Da hat der Mensch schon alles, was er besitzen kann – und doch reicht es ihm nicht. Der Eine möchte als alter Staatspräsident und alter Knacker junge Mädchen vernaschen, der Andere möchte zu seinem Adelstitel und Ministerrang noch den Doktorgrad. Der alte Greis lässt sich bei seinem jährlichen Ball die sündhaftesten oder doch zumindest teuersten Weiber der Welt einfliegen.

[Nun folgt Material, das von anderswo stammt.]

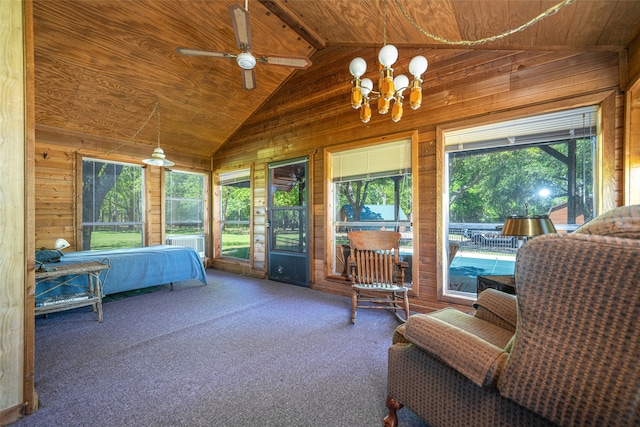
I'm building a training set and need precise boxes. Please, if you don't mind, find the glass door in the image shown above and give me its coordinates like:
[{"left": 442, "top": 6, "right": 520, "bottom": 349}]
[{"left": 267, "top": 158, "right": 309, "bottom": 286}]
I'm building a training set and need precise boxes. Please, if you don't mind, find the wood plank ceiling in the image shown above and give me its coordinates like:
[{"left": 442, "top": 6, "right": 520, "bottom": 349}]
[{"left": 34, "top": 0, "right": 640, "bottom": 157}]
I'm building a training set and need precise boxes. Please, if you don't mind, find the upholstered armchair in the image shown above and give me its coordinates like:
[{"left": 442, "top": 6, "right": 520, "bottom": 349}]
[{"left": 384, "top": 206, "right": 640, "bottom": 427}]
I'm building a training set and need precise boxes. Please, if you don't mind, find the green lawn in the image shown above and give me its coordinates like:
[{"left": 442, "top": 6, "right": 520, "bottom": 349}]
[{"left": 91, "top": 231, "right": 250, "bottom": 259}]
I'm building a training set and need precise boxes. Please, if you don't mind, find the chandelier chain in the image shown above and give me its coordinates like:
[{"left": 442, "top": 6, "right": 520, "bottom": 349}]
[
  {"left": 382, "top": 0, "right": 387, "bottom": 46},
  {"left": 106, "top": 99, "right": 160, "bottom": 154},
  {"left": 385, "top": 0, "right": 574, "bottom": 46}
]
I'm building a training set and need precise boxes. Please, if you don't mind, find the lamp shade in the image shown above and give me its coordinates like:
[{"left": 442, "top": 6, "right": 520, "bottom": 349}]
[
  {"left": 142, "top": 147, "right": 175, "bottom": 167},
  {"left": 360, "top": 79, "right": 373, "bottom": 97},
  {"left": 393, "top": 74, "right": 409, "bottom": 94},
  {"left": 502, "top": 215, "right": 556, "bottom": 237},
  {"left": 409, "top": 55, "right": 429, "bottom": 79}
]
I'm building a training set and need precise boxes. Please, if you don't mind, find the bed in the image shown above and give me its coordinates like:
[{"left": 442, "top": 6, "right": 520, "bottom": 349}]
[{"left": 38, "top": 245, "right": 207, "bottom": 295}]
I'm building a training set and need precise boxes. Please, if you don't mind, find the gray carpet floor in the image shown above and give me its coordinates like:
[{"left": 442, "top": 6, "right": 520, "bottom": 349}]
[{"left": 12, "top": 270, "right": 425, "bottom": 427}]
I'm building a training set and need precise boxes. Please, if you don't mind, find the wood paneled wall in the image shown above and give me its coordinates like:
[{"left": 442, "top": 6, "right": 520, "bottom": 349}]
[
  {"left": 0, "top": 0, "right": 37, "bottom": 426},
  {"left": 214, "top": 46, "right": 624, "bottom": 311}
]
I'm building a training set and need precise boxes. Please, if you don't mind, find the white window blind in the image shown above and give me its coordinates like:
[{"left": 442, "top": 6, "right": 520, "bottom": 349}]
[
  {"left": 444, "top": 106, "right": 598, "bottom": 152},
  {"left": 331, "top": 139, "right": 411, "bottom": 182}
]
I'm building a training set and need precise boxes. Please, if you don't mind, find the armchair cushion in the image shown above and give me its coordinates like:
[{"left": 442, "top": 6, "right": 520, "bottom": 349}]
[
  {"left": 404, "top": 308, "right": 513, "bottom": 387},
  {"left": 473, "top": 289, "right": 518, "bottom": 332}
]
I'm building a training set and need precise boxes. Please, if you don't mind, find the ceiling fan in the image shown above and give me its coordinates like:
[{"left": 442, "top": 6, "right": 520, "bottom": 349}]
[{"left": 176, "top": 0, "right": 311, "bottom": 89}]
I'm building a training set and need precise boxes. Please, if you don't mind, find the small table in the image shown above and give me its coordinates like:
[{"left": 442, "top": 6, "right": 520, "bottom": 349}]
[
  {"left": 478, "top": 275, "right": 516, "bottom": 295},
  {"left": 35, "top": 260, "right": 110, "bottom": 322}
]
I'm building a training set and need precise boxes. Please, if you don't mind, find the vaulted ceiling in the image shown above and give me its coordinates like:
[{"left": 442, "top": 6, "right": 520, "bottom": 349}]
[{"left": 33, "top": 0, "right": 640, "bottom": 157}]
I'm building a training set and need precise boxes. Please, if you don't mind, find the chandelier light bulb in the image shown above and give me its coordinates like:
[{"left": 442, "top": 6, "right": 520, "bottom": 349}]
[
  {"left": 409, "top": 55, "right": 429, "bottom": 79},
  {"left": 378, "top": 44, "right": 398, "bottom": 68},
  {"left": 349, "top": 57, "right": 367, "bottom": 79}
]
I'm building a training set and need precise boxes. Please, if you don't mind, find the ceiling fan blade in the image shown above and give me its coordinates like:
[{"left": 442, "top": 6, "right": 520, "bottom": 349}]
[
  {"left": 176, "top": 47, "right": 236, "bottom": 58},
  {"left": 241, "top": 69, "right": 256, "bottom": 90},
  {"left": 229, "top": 4, "right": 251, "bottom": 52},
  {"left": 258, "top": 55, "right": 311, "bottom": 70}
]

Die Eitelkeit (lat. vanitas) des Menschen ist offenbar nach oben hin ähnlich offen wie die Richterskala. Sie gilt gemeinhin als Laster, bei den Katholiken gar als Todsünde. Trotzdem findet man die Eitelkeit allerorten. Wer eitel ist, der will besser dastehen als er ist. Der Eitle will von anderen bewundert werden, zum Beispiel wegen seiner körperlichen Attraktivität, seiner Durchsetzungsstärke, Redegewandtheit, Bildung, seines neuen Auto, seiner schmucken Villa, seiner tollen Freundin oder eben seines Doktortitels.

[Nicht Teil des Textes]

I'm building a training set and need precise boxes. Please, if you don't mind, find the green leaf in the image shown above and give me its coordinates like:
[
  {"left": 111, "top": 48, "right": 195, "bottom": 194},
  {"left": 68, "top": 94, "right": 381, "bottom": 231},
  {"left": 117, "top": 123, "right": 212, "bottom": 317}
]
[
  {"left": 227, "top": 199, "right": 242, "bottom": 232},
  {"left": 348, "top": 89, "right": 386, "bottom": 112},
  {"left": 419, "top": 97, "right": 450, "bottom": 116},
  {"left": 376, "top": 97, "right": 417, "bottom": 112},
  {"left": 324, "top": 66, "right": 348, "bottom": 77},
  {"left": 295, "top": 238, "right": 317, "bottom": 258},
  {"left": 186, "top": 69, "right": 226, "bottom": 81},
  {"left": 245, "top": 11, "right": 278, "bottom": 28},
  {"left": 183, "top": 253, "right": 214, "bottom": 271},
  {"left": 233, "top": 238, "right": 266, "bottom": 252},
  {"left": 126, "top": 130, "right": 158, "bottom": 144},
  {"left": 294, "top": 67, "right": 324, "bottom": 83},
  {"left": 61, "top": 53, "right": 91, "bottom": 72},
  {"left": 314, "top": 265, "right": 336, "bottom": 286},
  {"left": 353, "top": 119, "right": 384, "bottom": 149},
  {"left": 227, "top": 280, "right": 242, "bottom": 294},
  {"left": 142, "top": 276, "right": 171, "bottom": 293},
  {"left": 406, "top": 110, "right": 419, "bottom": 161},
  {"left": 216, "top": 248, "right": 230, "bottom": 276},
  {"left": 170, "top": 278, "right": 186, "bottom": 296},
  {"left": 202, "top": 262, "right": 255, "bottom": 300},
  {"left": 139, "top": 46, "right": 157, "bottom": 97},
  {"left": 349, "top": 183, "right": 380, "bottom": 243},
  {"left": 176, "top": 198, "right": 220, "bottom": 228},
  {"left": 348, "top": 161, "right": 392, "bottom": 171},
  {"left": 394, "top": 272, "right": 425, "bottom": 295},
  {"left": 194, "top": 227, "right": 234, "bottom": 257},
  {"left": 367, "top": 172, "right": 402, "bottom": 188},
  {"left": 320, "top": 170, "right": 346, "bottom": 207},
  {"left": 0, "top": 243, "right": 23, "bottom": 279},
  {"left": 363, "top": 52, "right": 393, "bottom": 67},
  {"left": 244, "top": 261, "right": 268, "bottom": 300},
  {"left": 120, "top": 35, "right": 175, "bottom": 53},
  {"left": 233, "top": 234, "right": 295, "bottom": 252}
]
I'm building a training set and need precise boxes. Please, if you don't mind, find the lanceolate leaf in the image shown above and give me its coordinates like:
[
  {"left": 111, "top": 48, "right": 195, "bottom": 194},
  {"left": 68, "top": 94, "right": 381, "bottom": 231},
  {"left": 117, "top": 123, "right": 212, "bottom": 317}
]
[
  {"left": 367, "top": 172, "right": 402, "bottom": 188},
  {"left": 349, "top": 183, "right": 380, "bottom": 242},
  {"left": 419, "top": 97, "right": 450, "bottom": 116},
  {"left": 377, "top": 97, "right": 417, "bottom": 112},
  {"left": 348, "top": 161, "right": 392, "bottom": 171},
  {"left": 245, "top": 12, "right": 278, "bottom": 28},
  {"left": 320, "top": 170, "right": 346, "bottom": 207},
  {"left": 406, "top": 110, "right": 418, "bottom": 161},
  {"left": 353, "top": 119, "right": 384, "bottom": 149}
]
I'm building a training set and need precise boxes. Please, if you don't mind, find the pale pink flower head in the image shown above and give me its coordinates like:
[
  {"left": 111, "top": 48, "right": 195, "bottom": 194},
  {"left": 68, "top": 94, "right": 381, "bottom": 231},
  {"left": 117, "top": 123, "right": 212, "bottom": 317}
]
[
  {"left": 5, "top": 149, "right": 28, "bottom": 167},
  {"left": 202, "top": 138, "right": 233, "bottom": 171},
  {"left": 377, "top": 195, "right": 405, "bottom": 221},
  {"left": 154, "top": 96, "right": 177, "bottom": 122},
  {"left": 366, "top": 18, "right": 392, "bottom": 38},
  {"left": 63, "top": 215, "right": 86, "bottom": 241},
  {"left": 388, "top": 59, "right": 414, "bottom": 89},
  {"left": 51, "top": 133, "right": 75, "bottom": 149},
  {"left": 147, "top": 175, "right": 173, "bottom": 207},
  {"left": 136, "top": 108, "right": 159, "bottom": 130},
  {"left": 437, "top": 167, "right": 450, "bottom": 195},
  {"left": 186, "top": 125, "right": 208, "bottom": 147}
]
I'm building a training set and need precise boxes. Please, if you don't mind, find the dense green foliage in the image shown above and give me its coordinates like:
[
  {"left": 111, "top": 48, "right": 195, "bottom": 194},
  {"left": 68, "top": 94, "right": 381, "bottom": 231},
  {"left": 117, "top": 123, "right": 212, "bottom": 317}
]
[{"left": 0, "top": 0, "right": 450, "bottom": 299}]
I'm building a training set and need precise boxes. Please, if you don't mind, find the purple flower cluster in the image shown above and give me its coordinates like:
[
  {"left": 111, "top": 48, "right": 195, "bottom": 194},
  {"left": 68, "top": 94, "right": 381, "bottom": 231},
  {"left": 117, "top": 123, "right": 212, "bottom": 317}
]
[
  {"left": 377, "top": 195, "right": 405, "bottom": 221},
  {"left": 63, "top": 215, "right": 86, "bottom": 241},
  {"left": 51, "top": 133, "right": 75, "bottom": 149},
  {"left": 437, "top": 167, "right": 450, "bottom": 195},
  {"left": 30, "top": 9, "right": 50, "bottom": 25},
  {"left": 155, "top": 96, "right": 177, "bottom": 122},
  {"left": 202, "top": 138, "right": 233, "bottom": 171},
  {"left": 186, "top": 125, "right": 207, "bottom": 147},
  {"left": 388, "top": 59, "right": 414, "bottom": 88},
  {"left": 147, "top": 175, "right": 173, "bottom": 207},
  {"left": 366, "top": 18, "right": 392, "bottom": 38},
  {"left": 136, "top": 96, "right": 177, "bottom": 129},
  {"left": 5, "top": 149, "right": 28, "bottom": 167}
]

Im Gegensatz zum stolzen Menschen will der eitle Mensch auch für Eigenschaften oder Attribute bewundert werden, die er gar nicht hat. Der Luxemburger Professor für Neue Politische Ökonomie an der Universität Freiburg in der Schweiz, Guy Kirsch, hat dazu eine interessante These aufgestellt: „Der Stolze möchte bewundert werden, etwa weil er ein Buch geschrieben hat; der Eitle erwartet die Bewunderung seiner Mitmenschen, weil ein Buch veröffentlicht worden ist, auf dessen Einband sein Name prangt, das aber in Tat und Wahrheit ein namenloser Skribent produziert hat.“

Doch möglicherweise hat der Minister auch gar nicht gelogen, als er versicherte, die Arbeit nach bestem Wissen und Gewissen in langen Jahren als junger Familienvater neben seiner Abgeordnetentätigkeit verfasst zu haben. Es ist ja nicht auszuschließen, dass jemand ihm „zugearbeitet“ hat. Nur hat dieser Helfer dem Minister nicht verraten, dass er abgeschrieben hat! Damit hat der Minister offenbar nicht gerechnet.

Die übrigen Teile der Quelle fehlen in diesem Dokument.